Jay Skwar : En effet, on peut vraiment sentir cette fissure qui commence à se dessiner entre ceux qui veulent être des héros et la génération qui reste fidèle aux préceptes qu’on leur a inculqué. Un élément que l’on a jugé essentiel pour justement aller sur cette disparition de la ligne coupant le bien et le mal.
8. En ce qui concerne l’aventure que l’on va suivre. Est-ce que l’on va s’axer sur l’histoire de Foa ou se dirige-t-on vers le récit d’un groupe de héros avec les camarades de notre apprenti Egide ?
Jay Skwar : Au départ, il ne devait y avoir que Foa et maintenant il est le pilier central autour duquel vont graviter ses trois camarades. Chacun va avoir son rôle à jouer et être impliqué dans des intrigues et des récits apportant toujours plus d’informations et de révélations quant au fil rouge du récit et de l’univers. C’est pour cela que l’on tenait à vraiment travailler la destinée de ces quatre protagonistes pour qu’ils puissent plus tard se retrouver et qu’il y ait une fusion des intrigues.
9. Pour en revenir à tes inspirations, tu as cité Berserk et on sent vraiment cette touche très dark-fantasy dans votre ouvrage. Y a-t-il d’autres oeuvres qui t’ont inspiré dans l’élaboration du scénario et de ce monde ?
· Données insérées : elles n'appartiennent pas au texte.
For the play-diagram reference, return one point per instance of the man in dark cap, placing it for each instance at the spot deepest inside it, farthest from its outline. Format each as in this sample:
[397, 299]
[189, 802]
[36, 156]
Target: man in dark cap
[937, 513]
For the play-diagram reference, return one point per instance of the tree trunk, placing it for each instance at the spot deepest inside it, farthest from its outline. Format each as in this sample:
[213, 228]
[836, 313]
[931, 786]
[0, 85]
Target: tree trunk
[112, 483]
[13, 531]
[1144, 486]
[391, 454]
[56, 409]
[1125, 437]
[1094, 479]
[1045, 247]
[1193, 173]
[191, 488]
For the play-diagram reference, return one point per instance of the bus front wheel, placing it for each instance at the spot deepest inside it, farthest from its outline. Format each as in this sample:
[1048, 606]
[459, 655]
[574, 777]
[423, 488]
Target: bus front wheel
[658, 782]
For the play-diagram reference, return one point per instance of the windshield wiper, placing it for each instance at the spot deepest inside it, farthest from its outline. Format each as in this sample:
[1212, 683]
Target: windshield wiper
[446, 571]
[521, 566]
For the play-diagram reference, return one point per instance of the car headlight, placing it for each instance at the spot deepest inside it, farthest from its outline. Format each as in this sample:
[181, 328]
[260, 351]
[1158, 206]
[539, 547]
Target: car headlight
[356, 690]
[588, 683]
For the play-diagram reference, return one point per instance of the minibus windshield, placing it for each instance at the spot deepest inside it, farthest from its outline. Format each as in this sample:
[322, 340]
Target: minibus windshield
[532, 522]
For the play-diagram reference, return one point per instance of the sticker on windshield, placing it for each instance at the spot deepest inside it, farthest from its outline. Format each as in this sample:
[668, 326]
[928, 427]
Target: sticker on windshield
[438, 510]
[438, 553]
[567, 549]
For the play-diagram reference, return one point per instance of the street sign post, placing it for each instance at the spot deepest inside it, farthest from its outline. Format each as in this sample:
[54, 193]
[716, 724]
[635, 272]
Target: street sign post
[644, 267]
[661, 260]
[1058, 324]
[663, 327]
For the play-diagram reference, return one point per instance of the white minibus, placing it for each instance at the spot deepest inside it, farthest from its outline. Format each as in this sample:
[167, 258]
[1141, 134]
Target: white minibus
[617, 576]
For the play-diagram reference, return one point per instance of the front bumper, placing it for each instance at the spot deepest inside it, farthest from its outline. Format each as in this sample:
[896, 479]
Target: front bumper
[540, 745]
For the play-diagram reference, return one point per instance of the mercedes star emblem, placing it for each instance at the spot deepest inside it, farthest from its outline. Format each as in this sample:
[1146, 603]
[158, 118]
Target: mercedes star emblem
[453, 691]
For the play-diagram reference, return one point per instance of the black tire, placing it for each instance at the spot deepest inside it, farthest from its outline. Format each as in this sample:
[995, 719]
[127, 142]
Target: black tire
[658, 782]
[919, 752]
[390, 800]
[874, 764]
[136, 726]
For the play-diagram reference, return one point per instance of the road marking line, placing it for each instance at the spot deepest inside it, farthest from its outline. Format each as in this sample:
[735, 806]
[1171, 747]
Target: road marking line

Jay Skwar : Il y a déjà la saga Zelda qui a bercé mon enfance et à laquelle je joue encore aujourd’hui. Cependant, en terme de jeux vidéo il y a un titre qui m’a vraiment marqué et m’a influencé dans la réalisation d’Egregor. Il s’agit de Fable sur lequel j’ai passé de nombreuses heures et dont j’appréciais beaucoup cette orientation possible entre le bien et le mal pour le héros. J’aimais cette idée qu’une pièce a deux facettes et qu’à tout moment elle peut révéler autant le meilleur que le pire chez quelqu’un. Il y a aussi eu Fly et l’univers de Dragon Quest sans oublier Star Wars qui m’a aussi inspiré sur de nombreux points.
10. Pour finir, concernant Egregor, est-ce que tu te vois sur une série à long terme ou plutôt courte ? As-tu déjà une idée de jusqu’où tu veux aller ?
Jay Skwar : Pour l’instant, on part sur dix tomes mais j’aimerais beaucoup que l’on puisse faire trois saisons de dix volumes. Cela permettrait qu’entre chaque saison il y ait un petit saut dans le temps où l’on verrait nos héros grandir. Cela permettrait d’articuler le récit sur trois grands arcs narratifs et de développer plusieurs points de vues au sein même de l’histoire. Ce serait mon objectif, mais on se concentre pour l’instant sur la première partie qui serait constitué de neuf ou dix tomes. Quoi qu’il en soit, j’ai déjà la fin en tête et je sais que je m’y tiendrais quoi qu’il arrive.
Merci pour cet interview, et pour Egregor.
Des questions essentielles, pertinentes, qui permettent d’en savoir beaucoup plus sur cette collaboration franco-coréenne et Meian.